O burel é um tecido que tem bastante corpo, tornando o processo de modelação das peças bastante motivante. Como é um material denso que foi "batanado", conferindo propriedades de feltro, ele não desfia nas extremidades, quando cortado”. E isso permite-lhe "pensar" nas peças com maior ambição. Mas desengane-se quem pensa que construir uma peça de burel é fácil! 

“É um tecido muito espesso, difícil de costurar peças complexas...antes de pensar na peça que quero realizar tenho de pensar muito bem e testar algumas costuras e moldes”, revela-nos. Considerando que a lã de ovelha é incomparavelmente mais valiosa que um qualquer outra matéria-prima sintética, Ana Gonçalo congratula-se por observar como o burel, de tão valorizado e cheio de possibilidades, devolveu emprego a muitas pessoas que assistiram à crise dos lanifícios.

Da Covilhã para o Fundão encontramos o “Adelma Atelier”. Desenvolvido por Lina Ferreira, o projeto de aproveitamento e transformação do burel teve início há quatro anos e as primeiras criações foram das a conhecer ao público na 5ª edição do "Pechakucha", exatamente no Fundão.


Ao JF a criativa fala do empenho e dedicação que coloca em cada peça que produz.
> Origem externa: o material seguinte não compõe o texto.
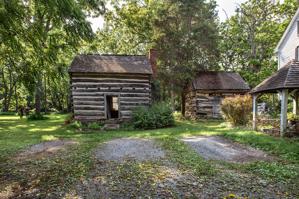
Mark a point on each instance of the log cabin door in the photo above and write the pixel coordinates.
(216, 107)
(112, 106)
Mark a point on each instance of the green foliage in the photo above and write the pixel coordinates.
(157, 116)
(36, 116)
(76, 125)
(275, 170)
(62, 171)
(237, 110)
(95, 125)
(248, 39)
(293, 117)
(8, 113)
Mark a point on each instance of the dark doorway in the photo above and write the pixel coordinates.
(112, 107)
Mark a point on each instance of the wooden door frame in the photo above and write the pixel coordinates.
(105, 103)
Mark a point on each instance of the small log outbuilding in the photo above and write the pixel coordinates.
(205, 93)
(285, 82)
(108, 87)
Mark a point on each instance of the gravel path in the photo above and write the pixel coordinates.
(45, 148)
(217, 148)
(129, 148)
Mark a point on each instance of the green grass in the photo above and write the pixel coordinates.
(61, 171)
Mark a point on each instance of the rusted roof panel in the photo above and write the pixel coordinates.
(208, 80)
(125, 64)
(285, 78)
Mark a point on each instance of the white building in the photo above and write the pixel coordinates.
(288, 47)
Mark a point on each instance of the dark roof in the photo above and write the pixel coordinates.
(219, 81)
(285, 77)
(134, 64)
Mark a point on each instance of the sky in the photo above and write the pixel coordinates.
(224, 6)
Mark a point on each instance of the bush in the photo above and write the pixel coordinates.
(76, 125)
(35, 116)
(292, 117)
(157, 116)
(8, 113)
(95, 125)
(237, 110)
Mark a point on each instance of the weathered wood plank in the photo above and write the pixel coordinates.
(88, 94)
(132, 99)
(112, 80)
(88, 98)
(89, 107)
(106, 90)
(120, 76)
(95, 84)
(88, 113)
(89, 118)
(92, 103)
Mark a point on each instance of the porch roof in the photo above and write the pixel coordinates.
(285, 78)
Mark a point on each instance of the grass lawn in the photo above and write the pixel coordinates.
(55, 176)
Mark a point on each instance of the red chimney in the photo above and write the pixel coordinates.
(153, 54)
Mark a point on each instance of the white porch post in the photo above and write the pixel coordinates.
(284, 110)
(295, 104)
(254, 111)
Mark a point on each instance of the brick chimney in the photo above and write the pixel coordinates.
(153, 55)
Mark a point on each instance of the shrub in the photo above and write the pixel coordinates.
(69, 119)
(157, 116)
(35, 116)
(237, 110)
(95, 125)
(8, 113)
(76, 124)
(293, 117)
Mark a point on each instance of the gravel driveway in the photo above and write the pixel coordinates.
(129, 148)
(217, 148)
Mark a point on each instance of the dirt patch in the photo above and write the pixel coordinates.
(129, 148)
(217, 148)
(46, 148)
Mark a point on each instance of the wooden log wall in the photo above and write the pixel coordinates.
(88, 94)
(204, 104)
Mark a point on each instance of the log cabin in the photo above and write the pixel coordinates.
(109, 87)
(204, 95)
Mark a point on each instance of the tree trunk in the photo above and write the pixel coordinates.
(172, 95)
(38, 96)
(16, 98)
(183, 101)
(45, 93)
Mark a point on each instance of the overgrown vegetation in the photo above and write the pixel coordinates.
(58, 173)
(157, 116)
(237, 110)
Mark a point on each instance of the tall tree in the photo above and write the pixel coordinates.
(53, 26)
(185, 35)
(249, 38)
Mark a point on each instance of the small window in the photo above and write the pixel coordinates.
(297, 54)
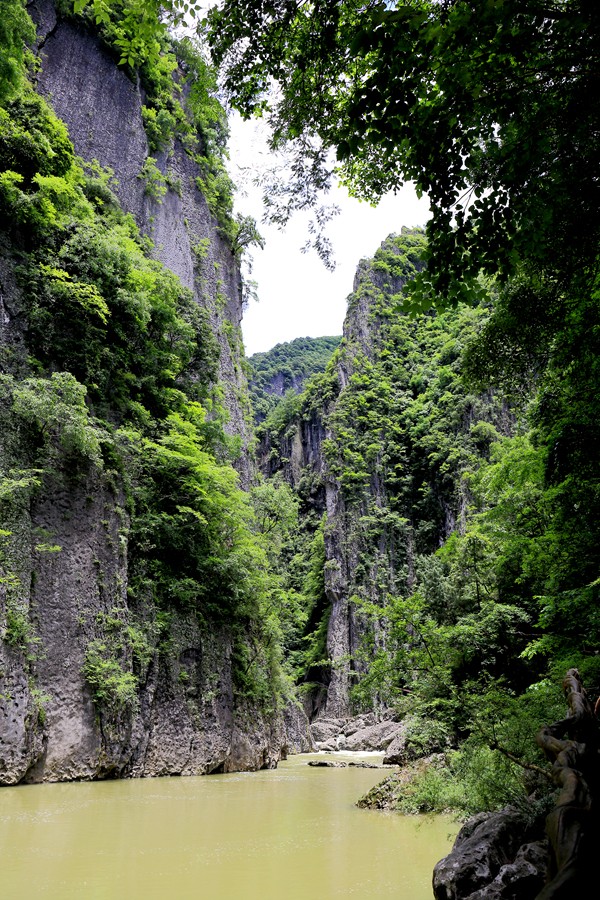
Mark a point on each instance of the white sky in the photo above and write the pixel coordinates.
(297, 295)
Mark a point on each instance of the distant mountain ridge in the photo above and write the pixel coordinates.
(287, 366)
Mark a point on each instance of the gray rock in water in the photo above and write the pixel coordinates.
(327, 764)
(396, 754)
(373, 737)
(492, 860)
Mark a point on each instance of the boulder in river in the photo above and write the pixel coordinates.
(495, 857)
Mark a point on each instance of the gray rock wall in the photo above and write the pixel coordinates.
(184, 718)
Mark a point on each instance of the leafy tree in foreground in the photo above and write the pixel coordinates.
(486, 107)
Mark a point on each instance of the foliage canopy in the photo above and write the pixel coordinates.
(486, 107)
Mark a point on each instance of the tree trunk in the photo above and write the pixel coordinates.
(573, 745)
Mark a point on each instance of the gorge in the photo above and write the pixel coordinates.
(209, 563)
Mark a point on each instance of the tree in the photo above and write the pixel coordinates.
(487, 107)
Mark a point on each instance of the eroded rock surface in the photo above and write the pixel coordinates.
(495, 857)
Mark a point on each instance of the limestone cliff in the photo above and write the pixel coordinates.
(73, 607)
(380, 444)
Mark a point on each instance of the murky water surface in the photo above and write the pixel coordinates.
(289, 834)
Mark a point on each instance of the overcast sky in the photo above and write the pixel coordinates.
(297, 295)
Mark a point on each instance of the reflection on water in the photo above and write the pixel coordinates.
(289, 834)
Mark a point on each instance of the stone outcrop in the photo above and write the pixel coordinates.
(356, 734)
(185, 718)
(495, 857)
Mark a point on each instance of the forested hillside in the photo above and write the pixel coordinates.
(422, 538)
(138, 612)
(286, 367)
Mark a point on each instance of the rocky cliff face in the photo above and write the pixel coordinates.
(380, 445)
(102, 109)
(76, 601)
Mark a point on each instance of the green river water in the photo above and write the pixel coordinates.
(289, 834)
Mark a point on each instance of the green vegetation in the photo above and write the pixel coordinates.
(482, 107)
(115, 387)
(286, 367)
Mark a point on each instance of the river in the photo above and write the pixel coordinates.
(289, 834)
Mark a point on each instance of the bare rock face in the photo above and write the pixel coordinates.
(493, 858)
(102, 109)
(184, 717)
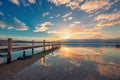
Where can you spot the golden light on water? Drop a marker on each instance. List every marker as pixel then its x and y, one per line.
pixel 65 35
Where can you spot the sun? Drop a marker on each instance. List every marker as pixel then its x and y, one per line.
pixel 66 35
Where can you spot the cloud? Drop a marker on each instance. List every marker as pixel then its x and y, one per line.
pixel 74 4
pixel 70 18
pixel 45 14
pixel 67 16
pixel 17 25
pixel 15 2
pixel 105 20
pixel 20 25
pixel 51 17
pixel 59 2
pixel 107 23
pixel 91 6
pixel 42 27
pixel 108 17
pixel 32 1
pixel 77 31
pixel 57 15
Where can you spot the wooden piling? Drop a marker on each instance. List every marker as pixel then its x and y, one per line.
pixel 52 45
pixel 32 47
pixel 9 50
pixel 44 45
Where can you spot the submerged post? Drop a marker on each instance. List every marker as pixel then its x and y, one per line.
pixel 32 47
pixel 44 45
pixel 9 50
pixel 52 45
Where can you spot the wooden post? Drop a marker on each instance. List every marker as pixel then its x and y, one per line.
pixel 49 45
pixel 9 50
pixel 44 45
pixel 24 55
pixel 52 45
pixel 32 47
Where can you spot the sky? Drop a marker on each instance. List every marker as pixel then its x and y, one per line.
pixel 59 19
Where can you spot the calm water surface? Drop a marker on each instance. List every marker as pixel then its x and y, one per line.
pixel 75 63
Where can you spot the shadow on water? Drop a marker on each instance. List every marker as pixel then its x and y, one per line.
pixel 75 63
pixel 8 70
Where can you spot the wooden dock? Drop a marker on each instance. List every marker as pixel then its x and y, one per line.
pixel 10 47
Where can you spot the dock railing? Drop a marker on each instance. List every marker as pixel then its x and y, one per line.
pixel 10 47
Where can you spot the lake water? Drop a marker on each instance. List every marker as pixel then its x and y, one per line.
pixel 75 62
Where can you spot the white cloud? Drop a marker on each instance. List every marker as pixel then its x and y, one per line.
pixel 15 2
pixel 17 25
pixel 42 27
pixel 20 25
pixel 74 4
pixel 108 17
pixel 70 18
pixel 57 15
pixel 59 2
pixel 91 6
pixel 32 1
pixel 51 17
pixel 45 14
pixel 66 15
pixel 107 23
pixel 105 20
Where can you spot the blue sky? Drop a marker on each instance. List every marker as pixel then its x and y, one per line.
pixel 59 19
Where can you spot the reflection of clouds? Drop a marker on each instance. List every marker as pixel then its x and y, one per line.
pixel 81 53
pixel 43 61
pixel 75 63
pixel 109 70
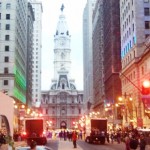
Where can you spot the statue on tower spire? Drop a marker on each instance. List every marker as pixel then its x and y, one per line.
pixel 62 7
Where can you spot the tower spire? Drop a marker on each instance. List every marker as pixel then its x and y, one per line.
pixel 62 7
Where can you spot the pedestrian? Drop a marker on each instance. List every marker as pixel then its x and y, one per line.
pixel 107 137
pixel 33 145
pixel 127 142
pixel 74 139
pixel 142 142
pixel 134 142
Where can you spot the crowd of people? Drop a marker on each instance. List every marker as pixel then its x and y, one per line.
pixel 132 138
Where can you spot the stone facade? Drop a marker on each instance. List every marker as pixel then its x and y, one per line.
pixel 62 104
pixel 132 77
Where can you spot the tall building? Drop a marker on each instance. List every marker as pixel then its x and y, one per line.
pixel 87 53
pixel 13 48
pixel 98 58
pixel 62 104
pixel 29 54
pixel 135 25
pixel 112 60
pixel 37 46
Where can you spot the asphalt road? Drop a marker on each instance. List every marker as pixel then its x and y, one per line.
pixel 53 144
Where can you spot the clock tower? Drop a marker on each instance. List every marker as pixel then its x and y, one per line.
pixel 62 47
pixel 63 103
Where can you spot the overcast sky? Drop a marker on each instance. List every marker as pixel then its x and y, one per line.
pixel 73 12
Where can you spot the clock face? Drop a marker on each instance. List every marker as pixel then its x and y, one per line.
pixel 62 42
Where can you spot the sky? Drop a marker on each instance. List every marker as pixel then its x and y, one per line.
pixel 74 12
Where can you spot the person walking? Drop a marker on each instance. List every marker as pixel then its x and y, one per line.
pixel 127 142
pixel 142 142
pixel 33 145
pixel 74 139
pixel 134 142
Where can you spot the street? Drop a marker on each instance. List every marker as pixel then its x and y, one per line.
pixel 82 145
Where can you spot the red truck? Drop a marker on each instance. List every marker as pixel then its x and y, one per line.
pixel 34 130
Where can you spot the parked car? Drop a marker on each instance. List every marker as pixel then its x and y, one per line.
pixel 37 148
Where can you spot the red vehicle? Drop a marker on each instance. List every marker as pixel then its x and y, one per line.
pixel 95 130
pixel 34 130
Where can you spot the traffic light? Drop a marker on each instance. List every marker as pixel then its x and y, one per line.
pixel 146 87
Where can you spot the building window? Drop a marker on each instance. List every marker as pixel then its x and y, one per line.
pixel 8 6
pixel 5 70
pixel 7 37
pixel 6 59
pixel 146 1
pixel 146 35
pixel 142 70
pixel 146 11
pixel 79 111
pixel 147 24
pixel 7 27
pixel 7 16
pixel 5 82
pixel 46 111
pixel 6 48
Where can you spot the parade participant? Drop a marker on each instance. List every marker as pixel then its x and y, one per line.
pixel 74 139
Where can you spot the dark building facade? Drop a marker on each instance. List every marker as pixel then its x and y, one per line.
pixel 112 54
pixel 98 59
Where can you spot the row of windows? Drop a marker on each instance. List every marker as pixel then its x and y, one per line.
pixel 7 16
pixel 7 27
pixel 127 21
pixel 132 75
pixel 8 5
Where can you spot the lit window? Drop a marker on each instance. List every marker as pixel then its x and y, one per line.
pixel 8 6
pixel 7 16
pixel 7 27
pixel 5 82
pixel 7 37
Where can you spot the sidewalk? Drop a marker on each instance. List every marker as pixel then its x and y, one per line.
pixel 67 145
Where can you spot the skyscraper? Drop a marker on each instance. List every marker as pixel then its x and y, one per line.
pixel 13 48
pixel 37 46
pixel 87 53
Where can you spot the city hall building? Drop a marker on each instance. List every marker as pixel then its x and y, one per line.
pixel 62 104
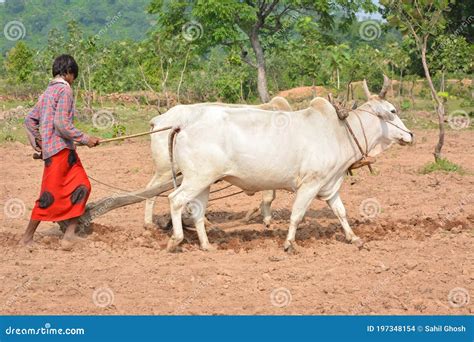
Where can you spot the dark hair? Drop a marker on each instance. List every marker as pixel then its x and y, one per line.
pixel 65 64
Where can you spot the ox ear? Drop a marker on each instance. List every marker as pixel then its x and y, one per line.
pixel 366 89
pixel 386 84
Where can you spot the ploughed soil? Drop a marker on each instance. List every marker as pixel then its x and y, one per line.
pixel 418 257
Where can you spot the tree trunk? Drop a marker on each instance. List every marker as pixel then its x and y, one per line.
pixel 261 71
pixel 412 97
pixel 442 80
pixel 439 103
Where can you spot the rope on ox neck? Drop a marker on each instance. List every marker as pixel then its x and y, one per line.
pixel 343 114
pixel 386 121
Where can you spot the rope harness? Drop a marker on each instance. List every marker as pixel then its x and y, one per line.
pixel 343 114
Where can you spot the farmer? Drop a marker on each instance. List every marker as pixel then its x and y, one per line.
pixel 65 187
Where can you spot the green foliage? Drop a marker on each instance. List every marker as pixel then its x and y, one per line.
pixel 19 63
pixel 451 53
pixel 442 165
pixel 39 17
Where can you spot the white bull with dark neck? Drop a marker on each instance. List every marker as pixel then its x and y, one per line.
pixel 308 151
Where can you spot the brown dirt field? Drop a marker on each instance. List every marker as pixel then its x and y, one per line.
pixel 420 246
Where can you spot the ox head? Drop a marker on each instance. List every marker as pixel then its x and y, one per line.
pixel 393 129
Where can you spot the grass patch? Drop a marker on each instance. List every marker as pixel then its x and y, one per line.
pixel 442 165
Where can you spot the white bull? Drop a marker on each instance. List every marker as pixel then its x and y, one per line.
pixel 308 151
pixel 189 114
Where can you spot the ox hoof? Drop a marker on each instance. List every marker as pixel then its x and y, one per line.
pixel 149 226
pixel 251 214
pixel 290 247
pixel 358 242
pixel 208 248
pixel 173 244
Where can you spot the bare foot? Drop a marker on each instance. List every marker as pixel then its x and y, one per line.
pixel 26 241
pixel 70 242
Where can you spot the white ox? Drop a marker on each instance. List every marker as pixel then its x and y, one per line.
pixel 189 114
pixel 251 149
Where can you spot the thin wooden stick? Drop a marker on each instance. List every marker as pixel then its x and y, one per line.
pixel 39 155
pixel 134 135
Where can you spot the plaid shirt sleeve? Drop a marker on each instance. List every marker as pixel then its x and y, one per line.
pixel 32 122
pixel 63 118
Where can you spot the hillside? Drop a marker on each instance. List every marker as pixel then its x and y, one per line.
pixel 112 19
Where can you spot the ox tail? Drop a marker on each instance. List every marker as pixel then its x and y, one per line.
pixel 171 142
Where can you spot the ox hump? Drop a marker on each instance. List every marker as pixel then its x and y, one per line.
pixel 277 103
pixel 321 105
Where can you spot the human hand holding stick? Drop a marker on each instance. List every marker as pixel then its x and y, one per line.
pixel 94 141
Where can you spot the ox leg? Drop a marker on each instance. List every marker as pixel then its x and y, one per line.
pixel 267 199
pixel 200 202
pixel 335 203
pixel 304 196
pixel 179 198
pixel 150 202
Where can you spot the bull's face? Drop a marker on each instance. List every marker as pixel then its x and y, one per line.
pixel 393 129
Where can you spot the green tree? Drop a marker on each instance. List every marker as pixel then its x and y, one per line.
pixel 451 53
pixel 422 20
pixel 337 58
pixel 19 63
pixel 246 23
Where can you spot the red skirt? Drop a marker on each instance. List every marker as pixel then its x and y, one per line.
pixel 64 190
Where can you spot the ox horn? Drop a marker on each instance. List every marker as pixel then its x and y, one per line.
pixel 386 84
pixel 366 89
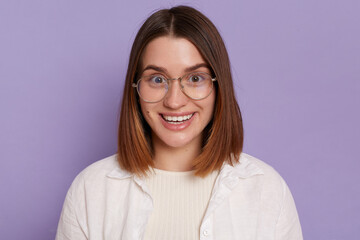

Apreciadora de tudo o que seja português, genuíno e icónico,  Lina Ferreira diz que “não poderia deixar de usar o burel” nas suas coleções. Apesar do ainda curto percurso, Lina Ferreira orgulha-se do prémio “melhor peça de artesanato”, conquistado na edição de 2014 do Festival chocalhos. “Um prémio e reconhecimento do júri que avalio um casaco comprido confecionado em burel, lã bordaleira e tecido de cortiça”.  



Além do vestuário, o burel está presente nos acessórios de moda e algumas peças decorativas como mantas, tapetes e almofadas, assinados por Lina Ferreira. No entanto e na área da decoração o burel permite desenvolver “ambientes rústicos e acolhedores”, considerou.
O “Adelma Atelier” no Centro Comercial Cidade Nova, no Fundão, dispõe de algumas peças no Hotel H2O em Unhais da Serra.

Texto originalmente publicado na edição de 6 de dezembro de 2018 do Jornal do Fundão.